THE Flanagan Collective and Belt Up Theatre director, writer, musician and performer Alexander Wright will do well to match his achievements of 2012 but he will give it a go – and will have a variety of opportunities to do so.

In October he began a year’s contract as associate artist at York Theatre Royal, continuing an association with the theatre that has incorporated shows with his two companies and his post as one of the assistant directors on the 2012 York Mystery Plays in the Museum Gardens.

“Yes. I had a lovely time last year,” he says. “We started the year on the road in Australia and lot’s happened since then and a lot’s moved on.

“It’s great that the success the Flanagan Collective has had with such shows as Beulah and the festivals we’ve done [the Edinburgh Fringe and the Little Festival of Everything at the Fauconberg Arms in his home village of Coxwold], which is testament to people wanting to get on with making things.

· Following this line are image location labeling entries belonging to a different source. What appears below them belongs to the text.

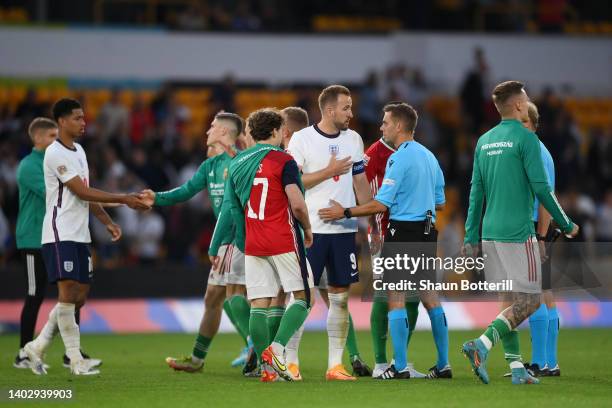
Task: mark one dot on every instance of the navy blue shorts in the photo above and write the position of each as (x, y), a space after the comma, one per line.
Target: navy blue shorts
(338, 254)
(68, 260)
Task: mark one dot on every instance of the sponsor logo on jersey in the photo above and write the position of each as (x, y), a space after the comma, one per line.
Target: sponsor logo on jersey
(496, 145)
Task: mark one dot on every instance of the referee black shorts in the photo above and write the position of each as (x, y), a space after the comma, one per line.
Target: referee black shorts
(546, 266)
(408, 239)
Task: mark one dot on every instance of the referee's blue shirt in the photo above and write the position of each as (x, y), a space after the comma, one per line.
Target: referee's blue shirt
(413, 183)
(549, 166)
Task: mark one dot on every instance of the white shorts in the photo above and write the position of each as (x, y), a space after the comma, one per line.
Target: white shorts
(265, 275)
(518, 262)
(234, 270)
(323, 281)
(232, 267)
(218, 278)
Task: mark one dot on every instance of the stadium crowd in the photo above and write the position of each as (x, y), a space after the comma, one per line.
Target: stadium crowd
(550, 16)
(146, 145)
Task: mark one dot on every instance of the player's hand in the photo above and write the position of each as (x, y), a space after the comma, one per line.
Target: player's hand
(543, 254)
(334, 212)
(573, 232)
(227, 149)
(467, 250)
(135, 202)
(337, 167)
(215, 261)
(375, 243)
(308, 238)
(115, 231)
(148, 197)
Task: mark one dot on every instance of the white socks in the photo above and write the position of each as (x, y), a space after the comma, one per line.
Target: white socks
(49, 331)
(487, 343)
(69, 331)
(337, 327)
(293, 345)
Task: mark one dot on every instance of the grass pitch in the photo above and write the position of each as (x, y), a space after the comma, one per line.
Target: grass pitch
(134, 375)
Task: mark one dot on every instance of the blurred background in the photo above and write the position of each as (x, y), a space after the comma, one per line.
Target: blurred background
(151, 74)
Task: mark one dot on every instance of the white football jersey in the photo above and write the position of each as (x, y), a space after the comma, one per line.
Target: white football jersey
(312, 149)
(66, 216)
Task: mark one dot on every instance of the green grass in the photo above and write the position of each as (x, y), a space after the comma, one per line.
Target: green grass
(134, 375)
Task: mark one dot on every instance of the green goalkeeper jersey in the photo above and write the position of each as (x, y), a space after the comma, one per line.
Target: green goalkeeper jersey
(508, 172)
(211, 175)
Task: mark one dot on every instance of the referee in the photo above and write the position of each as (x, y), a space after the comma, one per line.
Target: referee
(31, 185)
(412, 191)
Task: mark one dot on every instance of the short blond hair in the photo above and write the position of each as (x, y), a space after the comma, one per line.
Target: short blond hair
(534, 115)
(39, 124)
(330, 95)
(296, 116)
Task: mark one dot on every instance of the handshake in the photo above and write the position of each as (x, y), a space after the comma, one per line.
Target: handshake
(142, 201)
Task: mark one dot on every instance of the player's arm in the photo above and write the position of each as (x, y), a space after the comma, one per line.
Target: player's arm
(534, 168)
(291, 183)
(379, 204)
(363, 192)
(334, 168)
(85, 193)
(32, 178)
(440, 196)
(98, 211)
(222, 234)
(184, 192)
(472, 223)
(544, 217)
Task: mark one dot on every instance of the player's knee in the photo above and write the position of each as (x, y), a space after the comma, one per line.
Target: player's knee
(214, 298)
(338, 299)
(261, 303)
(68, 292)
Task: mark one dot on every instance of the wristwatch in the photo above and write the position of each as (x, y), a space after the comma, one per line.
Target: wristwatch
(347, 213)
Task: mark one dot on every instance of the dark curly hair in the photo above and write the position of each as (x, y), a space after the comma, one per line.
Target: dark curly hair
(263, 121)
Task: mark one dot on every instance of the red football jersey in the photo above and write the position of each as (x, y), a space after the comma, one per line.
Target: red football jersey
(375, 161)
(271, 228)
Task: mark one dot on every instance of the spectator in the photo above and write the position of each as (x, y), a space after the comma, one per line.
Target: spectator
(369, 109)
(472, 93)
(604, 219)
(150, 233)
(114, 122)
(141, 122)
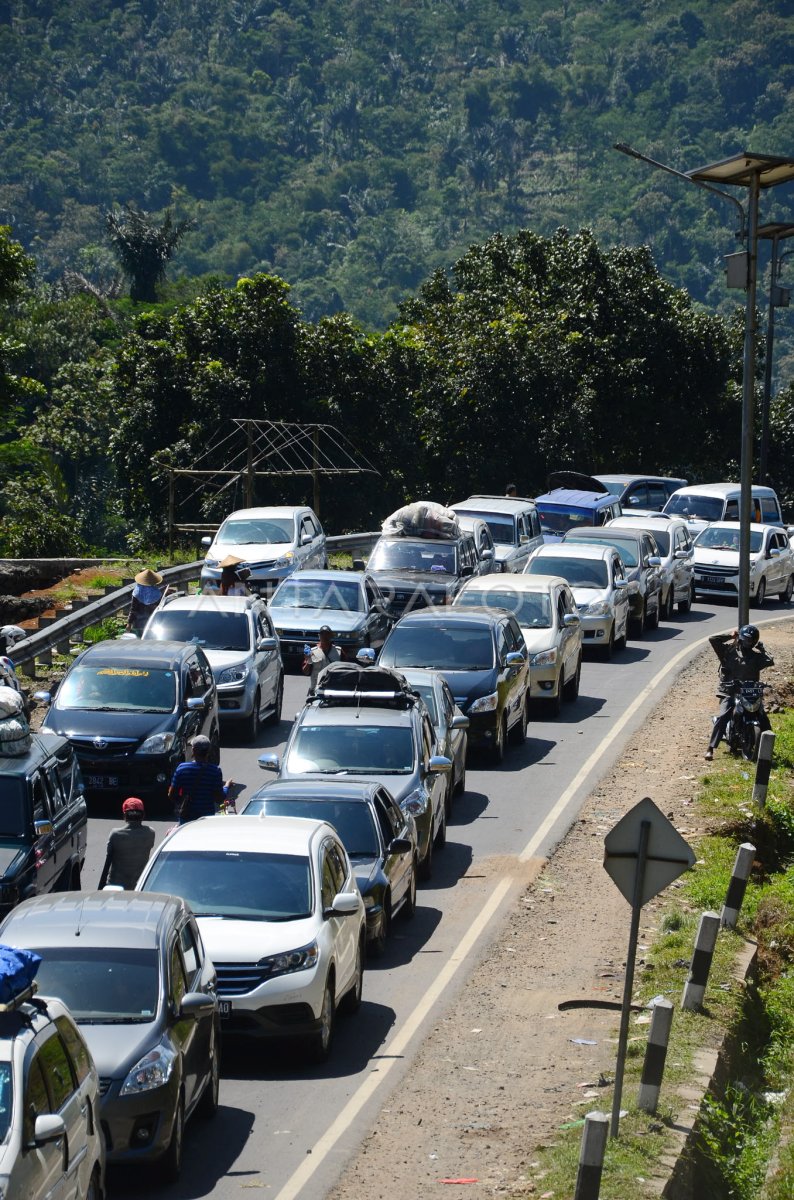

“There’s such a wealth of talent that, if you give them an inch, they’ll take a mile. So it’s been wonderful to do exciting work with people willing to put their creative imagination into things.

“Likewise, I feel very honoured to have worked on the York Mystery Plays and now to be given the associate artist’s post at the Theatre Royal.”

Alexander’s 2012 concluded with his adaptation of Charles Dickens’s A Christmas Carol being performed by actor-musicians Ed Wren and John Holt Roberts as a dinner-theatre show in the Lamb And Lion Inn’s top parlour in High Petergate, York. A case of food for thought.

Come 2013, and Wright’s works Beulah and Some Small Love Story are to be taken on a national spring tour by Manchester producers HartshornHook Productions and The Flanagan Collective, playing studios in York, Leeds, Hull, Berkshire, Manchester and Edinburgh and the Coxwold pub before a run at the Arts Theatre in London’s West End.

The boutique musical Some Small Love Story is a delicate tale of passionate love and searing heartbreak, told by a cast of four with music by Gavin Whitworth; the William Blake-inspired Beulah is a folk musical about time, dreams, reality and the very fabric of our world whose story straddles this world and the next.

Alexander is busy writing his latest piece, Babylon, a post-apocalyptic dystopian folk tale.

“It’s a relatively big idea that takes a natural leap forward in style from Beulah, staged by lots of people in lots of ways as a big, romping folk gig with bands, dancing, singing and storytelling,” he says.

“It’s about a world we have broken, set some time in the future – a story of kings and queens and what we should remember to hold near and dear; the things which are truly important to us.”

Meanwhile, his duties at the Theatre Royal will benefit others. “My role is setting up new projects, creating things here that aren’t happening at the moment – which is a great opportunity for me,” says Alexander.